If the senior citizen lobby is anything like that in the U.S., I seriously doubt that the politicians ultimately responsible for the decisions of the NHS will allow these recommendations to be followed. If they do, then the U.K. political milieu is definitely very different than that of the U.S.
The article I've linked also speculates that such removal from public and private healthcare formularies could occur in the U.S. as well. Again, for political reasons, such explicit rationing of interventions known to be effective (even if only marginally so) is unlikely to ever happen here.

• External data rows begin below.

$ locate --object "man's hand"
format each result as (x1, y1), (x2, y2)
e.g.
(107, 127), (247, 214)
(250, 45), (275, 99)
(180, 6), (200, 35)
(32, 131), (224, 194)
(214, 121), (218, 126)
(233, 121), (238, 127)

At present, just about every decision regarding approval of drugs or any other clinical interventions by public or private third parties is based on demonstrated effectiveness. Cost is usually not seen as a parameter. Of course when two interventions perceived to be equally effective are available, the cheaper one may be selected even though it might have disadvantages (such as a less favorable side-effect profile).
For example, in the case described above, of the four drugs for treating Alzheimer's, a health plan such as Medicaid may have only the cheapest on its formulary. Few politicians or insurance company administrators would have the stomach to restrict all of them!
While rationing in the U.S. may occur in a rather hidden setting, this type of clearly stated rationing is an anathema to most Americans.